Denda Usai Pasutri Berhubungan Intim Saat Haid

Ulama fikih sepakat berhubungan suami istri saat haid merupakan dosa besar.

Haid menjadi fitrah bagi setiap perempuan. Untuk Muslimah, haid adalah siklus bulanan yang memberikan bermacam konsekuensi. Salah satunya ialah perihal berjimak atau berhubungan intim bagi mereka yang sudah memiliki suami. Keharamannya sudah dituliskan dalam Alquran.

“Mereka bertanya kepadamu tentang haid. Katakanlah: Haid itu adalah kotoran.

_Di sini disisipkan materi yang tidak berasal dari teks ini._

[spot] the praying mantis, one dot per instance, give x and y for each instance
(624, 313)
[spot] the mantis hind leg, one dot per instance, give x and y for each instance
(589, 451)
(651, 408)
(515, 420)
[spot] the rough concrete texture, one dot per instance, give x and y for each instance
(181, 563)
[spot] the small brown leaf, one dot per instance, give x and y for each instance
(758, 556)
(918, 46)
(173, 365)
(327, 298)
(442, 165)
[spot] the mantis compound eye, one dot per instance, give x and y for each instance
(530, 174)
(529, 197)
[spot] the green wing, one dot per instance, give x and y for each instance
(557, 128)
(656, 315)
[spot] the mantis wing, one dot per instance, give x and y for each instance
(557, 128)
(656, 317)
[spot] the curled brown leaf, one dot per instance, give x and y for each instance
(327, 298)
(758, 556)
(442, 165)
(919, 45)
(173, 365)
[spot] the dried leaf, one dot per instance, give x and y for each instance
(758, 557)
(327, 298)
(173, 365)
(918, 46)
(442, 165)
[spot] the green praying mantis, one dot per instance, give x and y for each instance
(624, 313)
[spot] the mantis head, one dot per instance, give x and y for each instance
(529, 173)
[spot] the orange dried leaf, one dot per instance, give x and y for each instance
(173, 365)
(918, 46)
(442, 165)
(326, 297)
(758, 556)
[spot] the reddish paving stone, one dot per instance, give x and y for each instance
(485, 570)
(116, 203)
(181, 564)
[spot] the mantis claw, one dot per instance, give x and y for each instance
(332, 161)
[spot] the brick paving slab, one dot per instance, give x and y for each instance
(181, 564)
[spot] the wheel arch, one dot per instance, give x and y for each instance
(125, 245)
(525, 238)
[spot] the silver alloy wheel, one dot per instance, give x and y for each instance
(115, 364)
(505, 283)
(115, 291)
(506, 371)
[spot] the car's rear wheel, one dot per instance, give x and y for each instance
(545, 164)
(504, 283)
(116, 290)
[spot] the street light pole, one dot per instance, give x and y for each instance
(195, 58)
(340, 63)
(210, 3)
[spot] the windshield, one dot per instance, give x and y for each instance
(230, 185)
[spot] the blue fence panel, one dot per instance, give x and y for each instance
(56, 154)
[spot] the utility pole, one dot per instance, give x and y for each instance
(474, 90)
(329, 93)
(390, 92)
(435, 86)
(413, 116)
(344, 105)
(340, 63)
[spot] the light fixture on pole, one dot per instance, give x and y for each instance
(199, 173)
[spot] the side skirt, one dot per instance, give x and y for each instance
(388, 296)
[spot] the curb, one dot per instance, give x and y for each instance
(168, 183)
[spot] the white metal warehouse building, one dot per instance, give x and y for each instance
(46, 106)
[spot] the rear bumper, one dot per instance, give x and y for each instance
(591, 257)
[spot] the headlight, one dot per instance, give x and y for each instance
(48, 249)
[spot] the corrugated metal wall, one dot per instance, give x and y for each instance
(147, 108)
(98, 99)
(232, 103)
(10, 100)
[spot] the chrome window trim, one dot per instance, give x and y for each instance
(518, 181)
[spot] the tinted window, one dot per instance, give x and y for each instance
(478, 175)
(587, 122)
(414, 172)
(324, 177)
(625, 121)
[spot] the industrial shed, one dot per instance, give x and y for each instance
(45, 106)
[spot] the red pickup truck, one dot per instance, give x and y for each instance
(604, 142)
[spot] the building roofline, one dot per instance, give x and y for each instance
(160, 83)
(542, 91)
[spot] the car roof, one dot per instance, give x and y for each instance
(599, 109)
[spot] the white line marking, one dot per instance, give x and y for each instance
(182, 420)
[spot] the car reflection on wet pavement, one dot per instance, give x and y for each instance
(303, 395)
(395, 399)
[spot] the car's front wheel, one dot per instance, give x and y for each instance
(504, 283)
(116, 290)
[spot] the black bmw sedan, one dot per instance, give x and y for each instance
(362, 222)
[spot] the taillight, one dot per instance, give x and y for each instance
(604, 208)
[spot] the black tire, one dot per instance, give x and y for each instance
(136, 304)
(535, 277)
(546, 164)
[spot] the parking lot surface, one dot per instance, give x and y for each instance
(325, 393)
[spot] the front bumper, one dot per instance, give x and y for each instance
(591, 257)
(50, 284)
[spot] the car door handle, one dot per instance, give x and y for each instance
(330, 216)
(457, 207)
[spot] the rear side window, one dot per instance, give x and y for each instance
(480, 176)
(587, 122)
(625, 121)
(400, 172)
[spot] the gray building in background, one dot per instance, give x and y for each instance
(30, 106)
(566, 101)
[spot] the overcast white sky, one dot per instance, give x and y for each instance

Oleh sebab itu, hendaklah kamu menjauhkan diri dari wanita di waktu haid dan janganlah kamu mendekati mereka sebelum mereka suci. Apabila mereka telah suci, campurilah mereka itu di tempat yang diperintahkan Allah kepadamu. Sesungguhnya Allah menyukai orang-orang yang tobat dan menyukai orang-orang yang menyucikan diri.” (QS al-Baqarah: 222).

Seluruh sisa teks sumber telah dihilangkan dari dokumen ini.